2008年の金融危機勃発後、危機を回避するために世界各国が取った行動は「政府が借金をして財政出動する、中央銀行が流動性を供給する」という政策でした。

経済指標の回復状況だけ見ると一連の政策はうまくいったように見えますが、ギリシャ問題からわかるように、今度は金融機関ではなく国そのものが破たんの危機に直面しています。2010年は莫大な借金をした国が破たんの危機に直面する “ソブリンリスク”が最大のテーマになってきています。

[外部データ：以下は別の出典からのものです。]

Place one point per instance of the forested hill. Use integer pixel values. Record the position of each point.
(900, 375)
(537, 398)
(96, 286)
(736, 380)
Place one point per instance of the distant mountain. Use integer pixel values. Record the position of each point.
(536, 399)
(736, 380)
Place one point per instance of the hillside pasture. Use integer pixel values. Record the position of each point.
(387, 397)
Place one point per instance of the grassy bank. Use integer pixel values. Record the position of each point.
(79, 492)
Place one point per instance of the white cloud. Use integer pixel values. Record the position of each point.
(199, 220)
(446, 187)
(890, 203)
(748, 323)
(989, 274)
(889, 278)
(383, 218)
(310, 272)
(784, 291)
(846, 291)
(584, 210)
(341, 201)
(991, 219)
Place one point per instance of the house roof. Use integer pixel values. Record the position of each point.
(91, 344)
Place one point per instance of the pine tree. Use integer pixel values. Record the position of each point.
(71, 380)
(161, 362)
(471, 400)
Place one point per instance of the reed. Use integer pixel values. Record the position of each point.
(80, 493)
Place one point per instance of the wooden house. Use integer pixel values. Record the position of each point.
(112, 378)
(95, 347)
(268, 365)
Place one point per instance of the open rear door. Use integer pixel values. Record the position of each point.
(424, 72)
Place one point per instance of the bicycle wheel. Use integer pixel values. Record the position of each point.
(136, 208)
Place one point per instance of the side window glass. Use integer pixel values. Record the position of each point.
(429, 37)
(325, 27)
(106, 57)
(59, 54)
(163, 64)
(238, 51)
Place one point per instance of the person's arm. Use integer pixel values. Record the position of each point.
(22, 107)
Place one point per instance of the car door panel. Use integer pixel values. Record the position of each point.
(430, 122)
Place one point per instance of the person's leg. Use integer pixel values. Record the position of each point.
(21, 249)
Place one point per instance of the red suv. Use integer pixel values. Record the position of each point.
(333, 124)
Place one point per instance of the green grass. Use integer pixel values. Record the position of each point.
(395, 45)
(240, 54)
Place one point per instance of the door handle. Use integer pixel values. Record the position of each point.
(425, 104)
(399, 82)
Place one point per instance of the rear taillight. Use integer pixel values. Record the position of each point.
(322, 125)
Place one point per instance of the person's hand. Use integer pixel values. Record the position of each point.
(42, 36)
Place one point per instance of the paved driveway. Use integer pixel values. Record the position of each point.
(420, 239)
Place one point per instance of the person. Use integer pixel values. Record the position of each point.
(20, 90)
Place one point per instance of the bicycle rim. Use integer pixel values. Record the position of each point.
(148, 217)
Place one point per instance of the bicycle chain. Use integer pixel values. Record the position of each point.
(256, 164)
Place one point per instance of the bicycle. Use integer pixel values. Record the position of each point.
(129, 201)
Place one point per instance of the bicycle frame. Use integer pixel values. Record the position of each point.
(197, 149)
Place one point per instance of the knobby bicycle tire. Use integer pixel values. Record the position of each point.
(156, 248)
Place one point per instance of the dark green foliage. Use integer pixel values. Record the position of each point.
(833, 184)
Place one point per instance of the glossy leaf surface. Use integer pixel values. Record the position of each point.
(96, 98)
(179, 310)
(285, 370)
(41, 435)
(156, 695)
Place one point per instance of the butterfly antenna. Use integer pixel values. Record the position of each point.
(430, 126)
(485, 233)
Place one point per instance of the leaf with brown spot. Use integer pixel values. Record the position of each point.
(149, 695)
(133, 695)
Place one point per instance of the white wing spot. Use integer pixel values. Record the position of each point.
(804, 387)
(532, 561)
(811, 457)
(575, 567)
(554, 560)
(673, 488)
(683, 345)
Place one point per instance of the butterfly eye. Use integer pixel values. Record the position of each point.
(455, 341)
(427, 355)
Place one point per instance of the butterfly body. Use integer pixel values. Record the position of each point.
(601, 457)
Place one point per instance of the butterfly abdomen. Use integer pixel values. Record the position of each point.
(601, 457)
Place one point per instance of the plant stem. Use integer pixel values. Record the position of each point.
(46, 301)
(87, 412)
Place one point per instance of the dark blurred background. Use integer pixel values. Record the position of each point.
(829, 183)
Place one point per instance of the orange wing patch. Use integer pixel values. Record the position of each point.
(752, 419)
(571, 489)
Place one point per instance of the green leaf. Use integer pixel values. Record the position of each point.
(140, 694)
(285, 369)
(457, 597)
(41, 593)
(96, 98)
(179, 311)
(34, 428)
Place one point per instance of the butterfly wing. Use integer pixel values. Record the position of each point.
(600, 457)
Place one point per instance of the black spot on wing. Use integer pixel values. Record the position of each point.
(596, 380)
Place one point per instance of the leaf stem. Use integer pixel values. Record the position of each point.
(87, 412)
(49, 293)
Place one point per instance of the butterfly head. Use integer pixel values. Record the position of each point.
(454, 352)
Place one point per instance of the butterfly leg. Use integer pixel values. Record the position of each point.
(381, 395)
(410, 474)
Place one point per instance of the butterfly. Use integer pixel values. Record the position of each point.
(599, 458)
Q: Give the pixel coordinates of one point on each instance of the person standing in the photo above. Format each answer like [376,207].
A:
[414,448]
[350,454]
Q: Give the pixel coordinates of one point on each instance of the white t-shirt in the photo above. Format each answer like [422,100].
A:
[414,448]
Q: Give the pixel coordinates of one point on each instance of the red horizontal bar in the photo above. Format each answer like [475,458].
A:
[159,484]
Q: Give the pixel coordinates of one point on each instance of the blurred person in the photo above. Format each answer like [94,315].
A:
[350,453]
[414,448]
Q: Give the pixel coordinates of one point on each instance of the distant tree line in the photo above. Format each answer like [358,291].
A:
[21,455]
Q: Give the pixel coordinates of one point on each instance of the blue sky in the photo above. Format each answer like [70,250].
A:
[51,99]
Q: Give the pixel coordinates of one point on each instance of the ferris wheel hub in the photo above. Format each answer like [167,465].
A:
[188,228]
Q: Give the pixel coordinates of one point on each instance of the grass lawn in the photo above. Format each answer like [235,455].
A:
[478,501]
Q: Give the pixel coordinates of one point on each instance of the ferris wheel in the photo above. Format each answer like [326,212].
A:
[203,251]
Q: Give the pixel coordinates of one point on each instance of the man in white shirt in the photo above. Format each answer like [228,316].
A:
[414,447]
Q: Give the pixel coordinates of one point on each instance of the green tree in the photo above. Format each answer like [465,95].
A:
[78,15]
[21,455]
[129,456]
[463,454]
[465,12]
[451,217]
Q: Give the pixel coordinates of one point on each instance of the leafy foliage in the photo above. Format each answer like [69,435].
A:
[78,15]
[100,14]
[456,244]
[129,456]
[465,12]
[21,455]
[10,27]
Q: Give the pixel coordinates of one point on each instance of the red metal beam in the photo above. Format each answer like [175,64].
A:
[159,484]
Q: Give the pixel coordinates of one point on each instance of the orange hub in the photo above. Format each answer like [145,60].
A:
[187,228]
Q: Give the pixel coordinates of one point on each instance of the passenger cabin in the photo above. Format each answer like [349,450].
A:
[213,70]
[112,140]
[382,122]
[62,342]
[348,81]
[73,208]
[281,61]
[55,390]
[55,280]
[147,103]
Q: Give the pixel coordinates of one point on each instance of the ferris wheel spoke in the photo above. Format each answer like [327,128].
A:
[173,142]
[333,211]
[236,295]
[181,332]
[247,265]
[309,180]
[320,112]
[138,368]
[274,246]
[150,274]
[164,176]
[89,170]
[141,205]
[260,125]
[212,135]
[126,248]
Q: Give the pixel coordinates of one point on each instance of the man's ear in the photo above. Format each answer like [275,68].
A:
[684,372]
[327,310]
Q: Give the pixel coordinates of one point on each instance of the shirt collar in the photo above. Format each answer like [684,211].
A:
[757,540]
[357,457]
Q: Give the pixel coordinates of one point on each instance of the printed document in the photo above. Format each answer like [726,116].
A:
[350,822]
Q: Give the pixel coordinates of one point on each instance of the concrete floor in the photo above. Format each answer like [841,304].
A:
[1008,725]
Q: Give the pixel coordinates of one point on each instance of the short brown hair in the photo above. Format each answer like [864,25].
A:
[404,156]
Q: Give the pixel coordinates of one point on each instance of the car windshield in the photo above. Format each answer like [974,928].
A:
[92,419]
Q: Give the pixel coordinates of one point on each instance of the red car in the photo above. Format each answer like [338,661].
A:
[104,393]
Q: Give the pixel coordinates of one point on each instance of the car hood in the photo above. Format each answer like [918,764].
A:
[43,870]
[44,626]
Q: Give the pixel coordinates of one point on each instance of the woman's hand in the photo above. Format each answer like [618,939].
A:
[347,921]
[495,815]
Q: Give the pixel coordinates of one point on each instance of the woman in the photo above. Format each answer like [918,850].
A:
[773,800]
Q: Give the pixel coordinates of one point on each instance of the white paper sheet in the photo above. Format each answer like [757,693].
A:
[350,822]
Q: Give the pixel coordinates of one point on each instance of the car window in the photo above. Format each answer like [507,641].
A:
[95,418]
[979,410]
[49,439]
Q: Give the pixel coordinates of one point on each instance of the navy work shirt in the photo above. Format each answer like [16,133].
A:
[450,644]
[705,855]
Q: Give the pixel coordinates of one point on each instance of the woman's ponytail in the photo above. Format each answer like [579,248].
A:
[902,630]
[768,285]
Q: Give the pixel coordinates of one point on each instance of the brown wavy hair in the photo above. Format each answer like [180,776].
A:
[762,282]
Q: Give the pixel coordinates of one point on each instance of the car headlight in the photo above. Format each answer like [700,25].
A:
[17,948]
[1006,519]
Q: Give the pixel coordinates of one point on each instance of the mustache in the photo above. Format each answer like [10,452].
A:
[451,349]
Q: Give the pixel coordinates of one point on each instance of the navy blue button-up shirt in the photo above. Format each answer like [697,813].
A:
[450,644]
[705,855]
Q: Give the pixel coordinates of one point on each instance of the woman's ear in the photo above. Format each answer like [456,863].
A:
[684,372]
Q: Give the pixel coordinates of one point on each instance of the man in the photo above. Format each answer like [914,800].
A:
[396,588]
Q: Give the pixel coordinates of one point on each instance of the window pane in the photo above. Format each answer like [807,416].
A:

現状ではユーロ加盟国のみが取り上げられていますが、莫大な財政赤字を抱えているアメリカ、イギリス、日本なども例外ではありません。アメリカは基軸通貨ドルを持っていますし、イギリスと日本は国債のほとんどを国内の金融機関が保有しています。これらの国々が破たんするというのは考えにくいことですが、国債市場に対して投機的な売りが浴びせられる可能性は否定できません。


一昔前のポンド危機やアジア通貨危機のように、投機マネーが国を倒してしまうような事態が起こらないとも限らないということです。今後財政赤字の大きい国の動向はしっかりと注視していく必要がありそうです。